Later that afternoon Waller threw a bottle at a different police officer, who was able to move out the way and avoid injury. She was arrested and carried out further offences against police, while in custody.
She was subsequently charged with six assaults against emergency service workers.
On 19 August, Waller committed a further seven acts of violence against Kent Police officers after they were called to her home address.
When they attended she admitted no incident had actually taken place and she had not called them for a legitimate reason. Over the course of her arrest, one of the officers was spat at, while the other offences consisted of either kicking or throwing an object.
The final four assaults took place on 14 September, when Waller called Kent Police to say she had removed an electronic tag that was monitoring her movements. She subsequently lunged at one officer and kicked at another. A further two officers attended to help escort her to the police station, and both were kicked at.

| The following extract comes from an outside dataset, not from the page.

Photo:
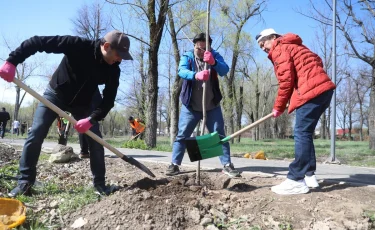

Sergeant Lauren Bowron, from Kent Police, said: ‘The assaults that Waller subjected our officers to were thoroughly degrading and unprovoked. While police know that their position can open them up to dangerous and unpredictable incidents, they should not have to tolerate being assaulted.
‘We made repeated attempts to engage with Waller and encourage her to change her ways and it is extremely regrettable that she was unable to respond to this encouragement. The sentence imposed by the court is proportionate and I sincerely hope she sees her time in custody as an opportunity to reform.’